The names of the companies exhibiting at International CES, the world’s biggest consumer technology show are intriguing – in some cases more so than the products that are being displayed.

Meandering around the enormous event at the Las Vegas Convention Centre a few caught my eye.

Dr Bott anyone? Not, as the name might infer, a supplier of remedies for worrying medical ailments, but a maker of ‘lifestyle products’ for Apple gadgets. How about Global Splendid International? You’d think the word ‘global’ encapsulates the firm’s wide-ranging remit without the addition of ‘international’.

All the major electronics companies are here too, showing off bendy tellys and other brilliant gadgets. CES is a tech geek’s dream and in recent years it has quietly taken on increasing significance for the automotive industry. 

The car makers want to rub shoulders with the kind of early adopters that can help them to mould their future products for tech-savvy consumers. 

In most cases, the new ideas being shown off by the car manufacturers revolve around connectivity, and how modern vehicles are increasingly melding with our ubiquitous electronic devices and even our homes.

Another major theme is how such fully connected devices can be used to provide greater levels of sophisticated personalisation to the driver if your car, phone, laptop, watch and even your home can communicate with each other.

Mercedes-Benz, for example, is using CES to show off its present and future visions for the connected car.
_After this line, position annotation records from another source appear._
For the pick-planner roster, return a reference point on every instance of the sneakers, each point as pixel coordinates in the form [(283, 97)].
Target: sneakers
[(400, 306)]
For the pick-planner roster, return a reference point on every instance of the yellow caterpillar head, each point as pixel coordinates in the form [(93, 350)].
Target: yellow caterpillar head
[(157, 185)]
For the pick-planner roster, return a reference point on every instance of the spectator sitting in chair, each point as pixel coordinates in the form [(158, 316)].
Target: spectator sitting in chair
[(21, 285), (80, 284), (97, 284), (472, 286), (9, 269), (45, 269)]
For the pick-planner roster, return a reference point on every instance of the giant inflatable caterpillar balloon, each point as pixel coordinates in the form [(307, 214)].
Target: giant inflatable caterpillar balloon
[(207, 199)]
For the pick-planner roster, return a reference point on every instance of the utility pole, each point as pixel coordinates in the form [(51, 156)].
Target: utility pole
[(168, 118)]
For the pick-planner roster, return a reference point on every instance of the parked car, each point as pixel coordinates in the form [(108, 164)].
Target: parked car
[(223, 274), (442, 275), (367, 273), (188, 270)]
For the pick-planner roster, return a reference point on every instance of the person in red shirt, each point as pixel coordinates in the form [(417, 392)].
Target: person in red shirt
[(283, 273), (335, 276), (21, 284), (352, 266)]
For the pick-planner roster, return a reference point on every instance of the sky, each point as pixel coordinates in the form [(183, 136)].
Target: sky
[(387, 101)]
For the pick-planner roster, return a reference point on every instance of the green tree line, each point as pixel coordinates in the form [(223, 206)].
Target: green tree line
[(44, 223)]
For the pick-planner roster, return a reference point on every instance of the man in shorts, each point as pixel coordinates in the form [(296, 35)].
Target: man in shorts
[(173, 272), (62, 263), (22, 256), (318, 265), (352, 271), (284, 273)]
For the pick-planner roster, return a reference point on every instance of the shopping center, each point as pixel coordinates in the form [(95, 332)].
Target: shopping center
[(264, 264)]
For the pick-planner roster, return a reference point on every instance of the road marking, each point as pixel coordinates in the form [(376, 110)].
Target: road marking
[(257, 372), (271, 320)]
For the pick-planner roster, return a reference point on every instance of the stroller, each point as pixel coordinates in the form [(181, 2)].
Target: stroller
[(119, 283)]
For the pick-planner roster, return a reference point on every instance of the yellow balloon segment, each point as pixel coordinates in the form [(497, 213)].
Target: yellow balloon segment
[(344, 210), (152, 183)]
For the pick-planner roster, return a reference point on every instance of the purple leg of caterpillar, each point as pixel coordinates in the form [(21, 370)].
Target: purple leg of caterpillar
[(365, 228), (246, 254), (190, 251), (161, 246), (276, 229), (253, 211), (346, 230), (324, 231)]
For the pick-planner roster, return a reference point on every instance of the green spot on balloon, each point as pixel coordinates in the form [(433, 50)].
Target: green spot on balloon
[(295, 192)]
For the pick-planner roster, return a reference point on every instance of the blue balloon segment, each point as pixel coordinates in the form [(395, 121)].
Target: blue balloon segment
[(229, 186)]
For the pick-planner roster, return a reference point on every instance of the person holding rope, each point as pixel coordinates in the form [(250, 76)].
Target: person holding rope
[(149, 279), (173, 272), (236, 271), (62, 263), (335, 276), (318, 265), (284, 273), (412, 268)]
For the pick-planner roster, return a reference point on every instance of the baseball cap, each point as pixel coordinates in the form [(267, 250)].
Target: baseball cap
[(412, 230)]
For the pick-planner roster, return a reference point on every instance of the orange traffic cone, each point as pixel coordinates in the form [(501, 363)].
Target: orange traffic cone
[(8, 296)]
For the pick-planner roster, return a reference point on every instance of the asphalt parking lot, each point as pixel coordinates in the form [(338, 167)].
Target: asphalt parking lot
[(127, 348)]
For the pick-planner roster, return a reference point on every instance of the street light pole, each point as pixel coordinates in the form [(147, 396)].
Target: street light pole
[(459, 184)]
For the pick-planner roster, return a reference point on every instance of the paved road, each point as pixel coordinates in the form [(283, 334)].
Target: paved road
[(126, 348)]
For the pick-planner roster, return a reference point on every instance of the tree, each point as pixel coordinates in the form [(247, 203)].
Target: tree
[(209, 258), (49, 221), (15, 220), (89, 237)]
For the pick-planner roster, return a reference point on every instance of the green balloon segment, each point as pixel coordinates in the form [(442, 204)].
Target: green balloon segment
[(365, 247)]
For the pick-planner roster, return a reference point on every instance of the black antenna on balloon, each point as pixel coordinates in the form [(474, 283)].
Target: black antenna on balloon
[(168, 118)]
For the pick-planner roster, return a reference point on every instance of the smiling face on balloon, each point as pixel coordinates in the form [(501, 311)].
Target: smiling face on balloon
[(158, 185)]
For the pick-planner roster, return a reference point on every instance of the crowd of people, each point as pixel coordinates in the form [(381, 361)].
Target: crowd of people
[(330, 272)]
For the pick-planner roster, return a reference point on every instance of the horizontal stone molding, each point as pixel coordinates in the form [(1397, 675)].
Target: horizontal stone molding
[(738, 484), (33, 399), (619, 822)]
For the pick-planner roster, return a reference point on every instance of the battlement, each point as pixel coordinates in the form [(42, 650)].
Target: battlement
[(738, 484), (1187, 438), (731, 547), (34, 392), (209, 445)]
At the moment this involves the use of apps to enhance navigation and information about the cars

The next step will be enabling the driver to access key data about the car from any location via a smartphone or computer. Oh, and the prospect of a car that can communicate with the thermostat in your home, ensuring that you open your front door to a pre-warmed house, isn’t far from reality either.   

Mercedes also envisages that intelligent wearable devices can have a major bearing on the cars of tomorrow. For example, a smart watch connected to the car will inform the driver of remaining fuel, the vehicle’s location and even reassure you that you’ve remembered to lock the doors.

Google Glass, meanwhile, could seamlessly pick up where the car’s sat-nav instructions ended to guide the driver to their final destination after they’ve driven the vehicle to a nearby car park.